Problem with memory allocation in Julia code

I used a function in Python/Numpy to solve a problem in combinatorial game theory.

import numpy as np
from time import time

def problem(c):
    start = time()
    N = np.array([0, 0])
    U = np.arange(c)
    
    for _ in U:
        bits = np.bitwise_xor(N[:-1], N[-2::-1])
        N = np.append(N, np.setdiff1d(U, bits).min())

    return len(*np.where(N==0)), time()-start 

problem(10000)

Then I wrote it in Julia because I thought it'd be faster due to Julia using just-in-time compilation.

function problem(c)
    N = [0]
    U = Vector(0:c)
    
    for _ in U
        elems = N[1:length(N)-1]
        bits = elems .⊻ reverse(elems)
        push!(N, minimum(setdiff(U, bits))) 
    end
    
    return sum(N .== 0)
end

@time problem(10000)

But the second version was much slower. For c = 10000, the Python version takes 2.5 sec. on an Core i5 processor and the Julia version takes 4.5 sec. Since Numpy operations are implemented in C, I'm wondering if Python is indeed faster or if I'm writing a function with wasted time complexity.

The implementation in Julia allocates a lot of memory. How to reduce the number of allocations to improve its performance?

Solution

The original code can be re-written in the following way:

function problem2(c)
    N = zeros(Int, c+2)
    notseen = falses(c+1)

    for lN in 1:c+1
        notseen .= true
        @inbounds for i in 1:lN-1
            b = N[i] ⊻ N[lN-i]
            b <= c && (notseen[b+1] = false)
        end
        idx = findfirst(notseen)
        isnothing(idx) || (N[lN+1] = idx-1)
    end
    return count(==(0), N)
end

First check if the functions produce the same results:

julia> problem(10000), problem2(10000)
(1475, 1475)

(I have also checked that the generated N vector is identical)

Now let us benchmark both functions:

julia> using BenchmarkTools

julia> @btime problem(10000)
  4.938 s (163884 allocations: 3.25 GiB)
1475

julia> @btime problem2(10000)
  76.275 ms (4 allocations: 79.59 KiB)
1475

So it turns out to be over 60x faster.

What I do to improve the performance is avoiding allocations. In Julia it is easy and efficient. If any part of the code is not clear please comment. Note that I concentrated on showing how to improve the performance of Julia code (and not trying to just replicate the Python code, since - as it was commented under the original post - doing language performance comparisons is very tricky). I think it is better to concentrate in this discussion on how to make Julia code fast.

EDIT

Indeed changing to Vector{Bool} and removing the condition on b and c relation (which mathematically holds for these values of c) gives a better speed:

julia> function problem3(c)
           N = zeros(Int, c+2)
           notseen = Vector{Bool}(undef, c+1)

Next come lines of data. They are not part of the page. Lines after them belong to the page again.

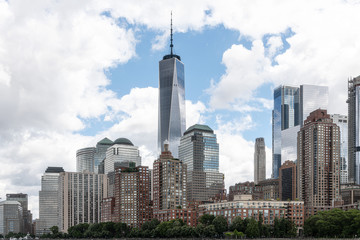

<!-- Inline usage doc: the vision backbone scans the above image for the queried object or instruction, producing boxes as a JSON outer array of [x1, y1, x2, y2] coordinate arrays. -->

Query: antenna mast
[[170, 11, 174, 56]]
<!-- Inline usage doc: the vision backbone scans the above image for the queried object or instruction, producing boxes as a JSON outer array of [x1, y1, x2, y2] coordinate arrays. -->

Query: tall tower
[[158, 13, 186, 157], [346, 76, 360, 184], [297, 109, 340, 207], [254, 138, 266, 184], [272, 85, 329, 178], [36, 167, 64, 235], [179, 124, 224, 202]]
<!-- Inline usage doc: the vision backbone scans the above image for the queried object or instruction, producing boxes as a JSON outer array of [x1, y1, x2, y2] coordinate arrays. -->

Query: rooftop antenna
[[170, 11, 174, 57]]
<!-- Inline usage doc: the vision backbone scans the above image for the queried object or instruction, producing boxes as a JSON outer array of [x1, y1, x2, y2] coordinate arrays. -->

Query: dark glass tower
[[158, 15, 186, 158]]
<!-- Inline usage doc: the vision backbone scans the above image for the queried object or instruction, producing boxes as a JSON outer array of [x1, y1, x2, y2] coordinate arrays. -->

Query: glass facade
[[272, 85, 329, 178], [179, 124, 224, 201], [76, 147, 96, 172], [158, 55, 186, 157], [36, 167, 64, 235], [272, 86, 299, 178], [104, 144, 141, 174], [330, 114, 348, 184]]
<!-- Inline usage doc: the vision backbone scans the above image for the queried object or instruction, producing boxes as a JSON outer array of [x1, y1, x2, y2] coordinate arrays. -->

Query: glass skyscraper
[[179, 124, 224, 202], [272, 85, 329, 178], [330, 114, 348, 184], [272, 86, 299, 178], [36, 167, 64, 235], [347, 76, 360, 184], [158, 19, 186, 157]]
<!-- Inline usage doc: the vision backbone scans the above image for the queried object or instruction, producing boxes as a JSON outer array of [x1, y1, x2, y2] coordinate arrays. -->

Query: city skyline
[[0, 1, 360, 218]]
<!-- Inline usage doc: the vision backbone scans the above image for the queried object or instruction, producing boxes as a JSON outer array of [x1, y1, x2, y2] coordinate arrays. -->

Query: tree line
[[41, 214, 297, 238]]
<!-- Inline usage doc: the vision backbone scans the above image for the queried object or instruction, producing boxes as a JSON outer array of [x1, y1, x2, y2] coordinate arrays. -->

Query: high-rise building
[[101, 138, 141, 174], [158, 15, 186, 157], [94, 138, 114, 173], [6, 193, 32, 233], [272, 85, 329, 178], [153, 141, 187, 210], [297, 109, 341, 208], [153, 141, 197, 226], [330, 114, 348, 184], [254, 138, 266, 184], [279, 160, 297, 201], [76, 147, 95, 172], [0, 200, 24, 236], [179, 124, 224, 202], [58, 172, 108, 232], [107, 166, 152, 227], [36, 167, 64, 235], [76, 138, 114, 173], [347, 76, 360, 184]]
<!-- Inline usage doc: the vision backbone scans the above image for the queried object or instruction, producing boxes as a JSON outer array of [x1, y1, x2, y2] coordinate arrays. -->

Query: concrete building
[[330, 114, 348, 184], [6, 193, 33, 234], [279, 161, 297, 201], [346, 76, 360, 184], [0, 200, 24, 236], [297, 109, 341, 207], [256, 179, 280, 200], [101, 166, 152, 227], [272, 85, 329, 178], [254, 138, 266, 184], [158, 17, 186, 158], [58, 172, 108, 232], [36, 167, 64, 236], [179, 124, 224, 202], [100, 138, 141, 174], [199, 200, 304, 227], [153, 141, 197, 226], [76, 138, 114, 173]]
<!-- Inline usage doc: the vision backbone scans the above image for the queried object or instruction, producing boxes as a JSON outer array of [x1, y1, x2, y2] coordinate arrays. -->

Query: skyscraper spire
[[170, 11, 174, 57]]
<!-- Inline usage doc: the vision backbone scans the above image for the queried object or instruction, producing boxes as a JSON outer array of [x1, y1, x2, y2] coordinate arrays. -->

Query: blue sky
[[0, 0, 360, 217]]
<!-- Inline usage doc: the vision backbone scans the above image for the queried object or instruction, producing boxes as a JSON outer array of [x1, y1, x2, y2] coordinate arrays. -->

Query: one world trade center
[[158, 15, 186, 158]]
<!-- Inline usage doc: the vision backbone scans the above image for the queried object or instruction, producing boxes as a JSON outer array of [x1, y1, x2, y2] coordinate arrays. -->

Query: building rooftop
[[97, 138, 114, 145], [45, 167, 65, 173], [184, 124, 214, 135], [113, 138, 134, 146]]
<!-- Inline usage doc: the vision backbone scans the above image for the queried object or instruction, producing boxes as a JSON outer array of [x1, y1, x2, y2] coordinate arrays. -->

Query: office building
[[347, 76, 360, 184], [272, 85, 329, 178], [94, 138, 114, 173], [199, 200, 305, 227], [179, 124, 224, 202], [153, 141, 197, 226], [58, 172, 108, 232], [6, 193, 32, 233], [100, 138, 141, 174], [158, 16, 186, 157], [253, 178, 280, 200], [76, 138, 114, 173], [330, 114, 348, 184], [279, 160, 297, 201], [101, 164, 152, 227], [76, 147, 95, 172], [254, 138, 266, 184], [36, 167, 64, 236], [297, 109, 341, 208], [0, 200, 24, 236]]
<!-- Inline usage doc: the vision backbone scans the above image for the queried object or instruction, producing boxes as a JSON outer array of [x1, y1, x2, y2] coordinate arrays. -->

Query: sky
[[0, 0, 360, 218]]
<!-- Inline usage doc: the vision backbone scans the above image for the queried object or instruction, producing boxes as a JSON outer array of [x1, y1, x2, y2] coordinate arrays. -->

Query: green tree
[[212, 216, 228, 236], [198, 214, 215, 226], [245, 218, 260, 238]]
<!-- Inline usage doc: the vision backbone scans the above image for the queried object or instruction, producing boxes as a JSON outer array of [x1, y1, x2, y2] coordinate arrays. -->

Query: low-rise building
[[199, 201, 304, 227]]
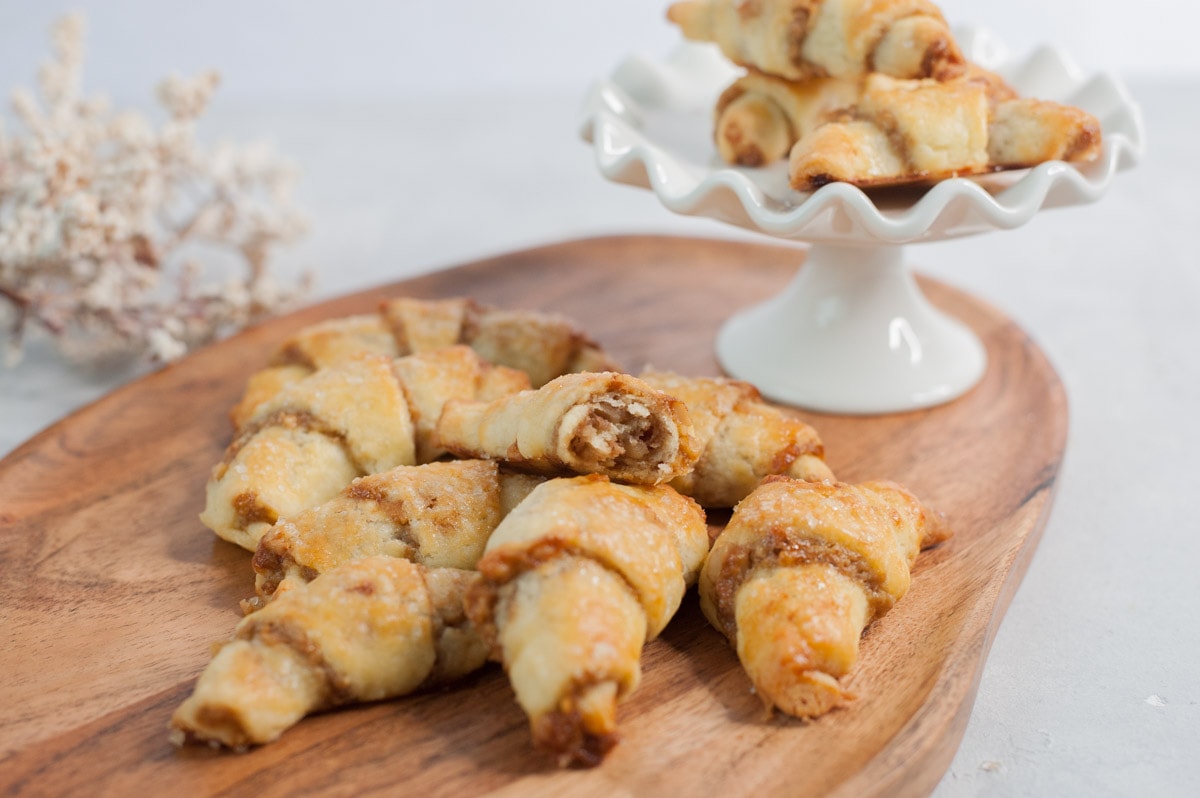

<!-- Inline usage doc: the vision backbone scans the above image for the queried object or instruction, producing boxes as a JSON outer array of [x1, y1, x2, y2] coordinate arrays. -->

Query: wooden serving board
[[0, 236, 1067, 798]]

           for lN in 1:c+1
               notseen .= true
               @inbounds for i in 1:lN-1
                   b = N[i] ⊻ N[lN-i]
                   notseen[b+1] = false
               end
               idx = findfirst(notseen)
               isnothing(idx) || (N[lN+1] = idx-1)
           end
           return count(==(0), N)
       end
problem3 (generic function with 1 method)

julia> @btime problem3(10000)
  20.714 ms (3 allocations: 88.17 KiB)
1475